En effet, l'article 66 de la Constitution de 2023 confère au Président de la République (et par analogie au Président de la Transition dans le cadre de ses attributions) le pouvoir de "signer les ordonnances et les décrets pris en Conseil des Ministres". Les décrets de dissolution des partis et d'abrogation de la Charte des partis, ainsi que la prolongation de la transition, relèvent de ce pouvoir, justifié par la nécessité de préparer un environnement propice à des élections crédibles.

De plus, l'esprit de la Charte de la Transition, comme document cadre de la période exceptionnelle, vise à permettre aux autorités de transition de prendre toutes les mesures nécessaires pour assurer le retour à un ordre constitutionnel stable et démocratique, même si cela implique un ajustement du calendrier initial. La "prééminence de facto de la Charte révisée sur certaines dispositions ou l'esprit de la nouvelle Constitution, du moins pendant la période de transition prolongée", comme le texte le suggère, fournit une base pour ces décisions.

En définitive, le report de l'échéance électorale au Mali, dans les conditions actuelles, est justifié par une confluence de facteurs juridiques, techniques et contextuels. La nécessité impérieuse de garantir la stabilité nationale, de poursuivre la refondation de l'État, et de surmonter les obstacles logistiques et légaux majeurs à la tenue d'élections crédibles, rend ce report pertinent.

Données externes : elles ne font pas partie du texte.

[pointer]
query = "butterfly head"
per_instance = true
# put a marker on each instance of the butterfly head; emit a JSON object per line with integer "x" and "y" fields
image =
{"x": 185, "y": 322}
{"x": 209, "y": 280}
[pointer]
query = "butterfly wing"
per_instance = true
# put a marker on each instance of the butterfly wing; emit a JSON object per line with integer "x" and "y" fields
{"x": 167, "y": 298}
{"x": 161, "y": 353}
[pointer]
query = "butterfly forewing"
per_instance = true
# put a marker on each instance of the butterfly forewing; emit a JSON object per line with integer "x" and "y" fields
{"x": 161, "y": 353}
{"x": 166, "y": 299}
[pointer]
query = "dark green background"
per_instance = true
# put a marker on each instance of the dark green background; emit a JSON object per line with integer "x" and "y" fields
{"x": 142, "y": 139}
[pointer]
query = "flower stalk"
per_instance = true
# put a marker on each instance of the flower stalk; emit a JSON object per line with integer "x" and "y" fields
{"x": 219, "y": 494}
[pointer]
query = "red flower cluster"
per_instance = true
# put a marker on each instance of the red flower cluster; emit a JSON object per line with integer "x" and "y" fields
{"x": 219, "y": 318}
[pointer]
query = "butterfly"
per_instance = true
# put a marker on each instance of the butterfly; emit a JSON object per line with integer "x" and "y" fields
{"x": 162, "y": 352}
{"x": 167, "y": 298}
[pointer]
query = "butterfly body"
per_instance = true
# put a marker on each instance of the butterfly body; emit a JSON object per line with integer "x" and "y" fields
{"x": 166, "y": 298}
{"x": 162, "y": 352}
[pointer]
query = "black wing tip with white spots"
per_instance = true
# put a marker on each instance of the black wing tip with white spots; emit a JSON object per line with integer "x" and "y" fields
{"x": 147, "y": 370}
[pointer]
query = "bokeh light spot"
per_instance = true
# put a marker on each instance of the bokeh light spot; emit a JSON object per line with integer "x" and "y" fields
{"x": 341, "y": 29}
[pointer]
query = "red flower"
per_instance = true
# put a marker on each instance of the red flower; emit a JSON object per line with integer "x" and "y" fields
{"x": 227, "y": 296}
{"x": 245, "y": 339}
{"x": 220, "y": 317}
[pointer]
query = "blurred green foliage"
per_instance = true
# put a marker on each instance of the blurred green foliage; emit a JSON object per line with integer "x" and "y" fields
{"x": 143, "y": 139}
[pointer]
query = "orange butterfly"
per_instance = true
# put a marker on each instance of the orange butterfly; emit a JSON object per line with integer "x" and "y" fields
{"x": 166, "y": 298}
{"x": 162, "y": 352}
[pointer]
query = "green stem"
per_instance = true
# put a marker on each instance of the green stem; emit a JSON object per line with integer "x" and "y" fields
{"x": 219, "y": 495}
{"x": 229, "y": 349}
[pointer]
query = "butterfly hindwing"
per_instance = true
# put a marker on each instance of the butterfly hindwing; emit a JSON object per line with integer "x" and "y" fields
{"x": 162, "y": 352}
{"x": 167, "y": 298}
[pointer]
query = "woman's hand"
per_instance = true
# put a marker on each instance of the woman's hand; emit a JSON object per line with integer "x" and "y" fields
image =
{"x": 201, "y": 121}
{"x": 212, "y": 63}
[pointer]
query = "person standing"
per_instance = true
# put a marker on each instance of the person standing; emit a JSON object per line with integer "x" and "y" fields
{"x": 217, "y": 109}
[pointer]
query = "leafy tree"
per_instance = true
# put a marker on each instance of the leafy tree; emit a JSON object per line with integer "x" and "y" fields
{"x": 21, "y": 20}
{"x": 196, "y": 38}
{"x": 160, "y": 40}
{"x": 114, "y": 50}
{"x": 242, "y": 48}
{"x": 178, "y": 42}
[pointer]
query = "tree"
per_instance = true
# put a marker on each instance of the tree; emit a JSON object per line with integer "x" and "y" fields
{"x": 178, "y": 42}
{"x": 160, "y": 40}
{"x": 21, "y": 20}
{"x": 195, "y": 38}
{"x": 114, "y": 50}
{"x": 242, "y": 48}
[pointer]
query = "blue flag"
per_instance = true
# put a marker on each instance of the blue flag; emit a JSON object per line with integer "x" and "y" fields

Bien que la dissolution des partis politiques soit une mesure radicale et controversée, elle s'inscrit dans la volonté des autorités de transition de réorganiser le paysage politique avant d'engager le processus électoral.

L'autorité juridique de ce report découle de l'interaction entre la Constitution de 2023 et la Charte révisée de la Transition, conférant au Président de la Transition les prérogatives nécessaires pour gérer cette période exceptionnelle. Pour que ce report ne soit pas perçu comme une entorse aux principes démocratiques, il est crucial que les autorités de transition œuvrent à la mise en place rapide d'un nouveau cadre juridique clair et consensuel pour la vie politique, à l'établissement d'un calendrier électoral réaliste, et à la consolidation de la sécurité sur l'ensemble du territoire. Seule une approche globale, priorisant la stabilité et la refondation sur un calendrier électoral précipité, permettra au Mali de jeter les bases d'une démocratie durable et acceptée par tous.